The vesicular stomatitis virus (VSV)-based vaccine for Marburg virus (VSV-MARV) is a leading experimental vaccine candidate that uses a weakened form of VSV to deliver the Marburg virus glycoprotein (GP), thereby stimulating an immune response against Marburg virus. This vaccine platform has demonstrated high efficacy in nonhuman primates (NHPs), providing complete protection against lethal Marburg virus challenge with a single dose.

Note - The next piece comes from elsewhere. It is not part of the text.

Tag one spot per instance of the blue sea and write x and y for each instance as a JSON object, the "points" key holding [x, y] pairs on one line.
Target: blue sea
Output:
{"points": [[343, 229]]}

Protection has been achieved even when the vaccine is administered as a post-exposure treatment, with 100% survival in animals vaccinated 20–30 minutes after challenge, 5 out of 6 animals protected when given 24 hours after infection, and 2 out of 6 protected when treatment started 48 hours post-infection.

The vaccine has shown rapid protective effects, with 100% survival in NHPs vaccinated 14 or 7 days before challenge and 75% survival when vaccinated just 3 days prior to challenge. This fast-acting potential makes it suitable for emergency outbreak situations. The protective mechanism is primarily humoral, driven by the induction of antigen-specific IgG antibodies and neutralizing antibodies, although a functional cellular immune response, including T cell activation and NK cell activity, is also observed. Transcriptomic analyses confirm that the vaccine activates B cells and antiviral defense pathways, with gene expression changes indicating a robust innate immune response that supports the development of protective immunity.

The vaccine has been tested with different doses, including low doses (1 × 10³ or 1 × 10⁵ plaque-forming units) administered 14 or 7 days before challenge, and still provided uniform protection with no detectable viremia, sustained IgG responses, and evidence of antibody-dependent cellular phagocytosis. The VSV-MARV vaccine is attenuated compared to wild-type VSV, showing no neurovirulence in NHPs, which supports its safety profile. Despite its strong preclinical results, there are currently no licensed vaccines or therapeutics available for Marburg virus disease, and the VSV-MARV vaccine remains under development for potential clinical use.